Josep el hípster persiste tanto en su soflama que logra cohibir a sus compadres; lo consigue a base de blandir el argumento de que le hace una ilusión desbordante visitar determinado museo que cierra pronto, al cual le parece intolerable asistir solo.
Pelayo el fiestero acude con él, además de vivirla con una emoción inusitada, con un fervor insólito, inenarrable; ilusión que le espolea a enfilar la cola del confesionario, lugar al que no asistía desde hace más de siete años. Garcilaso, también, se confiesa, dado que se había fundido en un lujurioso beso con una florentina la noche anterior.
Ya es lunes. Este tríptico multiforme de amigos tiene que volver a Madrid. El avión sale a las cinco de la tarde, pero el cargante de Josep el hípster insiste en llegar al aeropuerto a las doce la mañana; arguyendo que le genera “picos de ansiedad” no arribar en los sitios con una antelación muy holgada. Sus compañeros de viaje, sumidos en un éxtasis de resignación, se vuelven a curvar ante su despótica voluntad.
Aunque Garcilaso el cofrade y Pelayo el fiestero estuviesen hasta las narices de las manías de su amigo hípster, no cayeron en la tentación de ponerle la cruz; ni siquiera de negarse a volver a viajar con él. Aparte de ser buenos amigos, consideran que Josep, también, lo es, por lo que se inclinan por pasar por alto sus rarezas.
“Garcilaso, tú que eres muy religioso, no te caracterizas por tener una conducta moralista. No te gusta sermonear a los demás, incomodarles, ni meter las narices donde no te llaman. Tampoco despedazas a los que conocemos cuando cometen un mal acto. Más bien, exudas compasión, misericordia.
En cambio, Josep, quien se encuentra resabiado de ideas progres, se pasa el día no sólo diciendo a los otros lo que tienen que hacer, sino imponiendo su voluntad sin miramientos ni contemplaciones.
Le tengo mucho cariño y le considero buena persona, pero ello no quita que sea un pelmazo de alta competición.
Se pasa el día midiendo, con escrupulosa precisión, la salubridad de lo que come y lo que bebe; mientras tú disfrutas del vino y la comida.
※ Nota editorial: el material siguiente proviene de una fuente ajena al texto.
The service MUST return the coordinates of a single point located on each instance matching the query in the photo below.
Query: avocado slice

Experimenta un sufrimiento en carne viva a diario en el gimnasio, todo por conservar una imagen socialmente bien vista; mientras tú acostumbras a dar plácidos paseos contemplativos.
Se afana por devorar noticias que no le importan, con el objetivo de dar la sensación de que está más enterado que el resto; mientras tú te sumerges en lecturas poco convencionales, que sí te colman.
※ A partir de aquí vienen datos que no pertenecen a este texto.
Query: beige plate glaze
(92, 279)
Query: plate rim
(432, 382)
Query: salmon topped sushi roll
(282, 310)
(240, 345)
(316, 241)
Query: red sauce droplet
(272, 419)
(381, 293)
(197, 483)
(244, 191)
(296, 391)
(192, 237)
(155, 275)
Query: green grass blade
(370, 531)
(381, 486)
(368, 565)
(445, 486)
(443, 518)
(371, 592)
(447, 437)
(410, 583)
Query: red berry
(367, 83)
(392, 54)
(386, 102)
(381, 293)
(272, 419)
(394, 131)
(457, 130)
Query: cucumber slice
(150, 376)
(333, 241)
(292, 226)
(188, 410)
Se adhiere a corrientes ideológicas que están de moda para recibir la aceptación de sus coetáneos; mientras a ti hasta te reporta placer disentir de la mayoría.
Siempre calibra, con escuadra y cartabón, cualquier opinión que brote de sus labios, en aras de prevenir que nadie le pueda calificar de ‘raro’; mientras que tú gozas de la libertad de hacer diametralmente lo contrario”.
Tú, Garcilaso, en fondo, haces bastante lo que quieres. Francamente, incluso desde un punto de vista hedonista, placentero, prefiero vivir con tu cristiana rectitud que con la supuesta heterodoxia de Josep; quien, a la postre, es más escrupuloso que heterodoxo.
Moraleja I: Mientras que la rectitud moral y el moralismo empiezan siendo sinónimos y se acaban convirtiendo en antónimos, el libertinaje y el puritanismo comienzan siendo antónimos y se terminan transformando en sinónimos.
Moraleja II: El libertinaje es la antesala del puritanismo; puesto que al dejar vacía la recta moralidad, acaba ocupando dicho vacío una moral mucho más incompasiva y por ende, puritana.
Moraleja III: Quien tacha a los católicos devotos de moralistas, suele convertirse en mucho más puritano que ellos.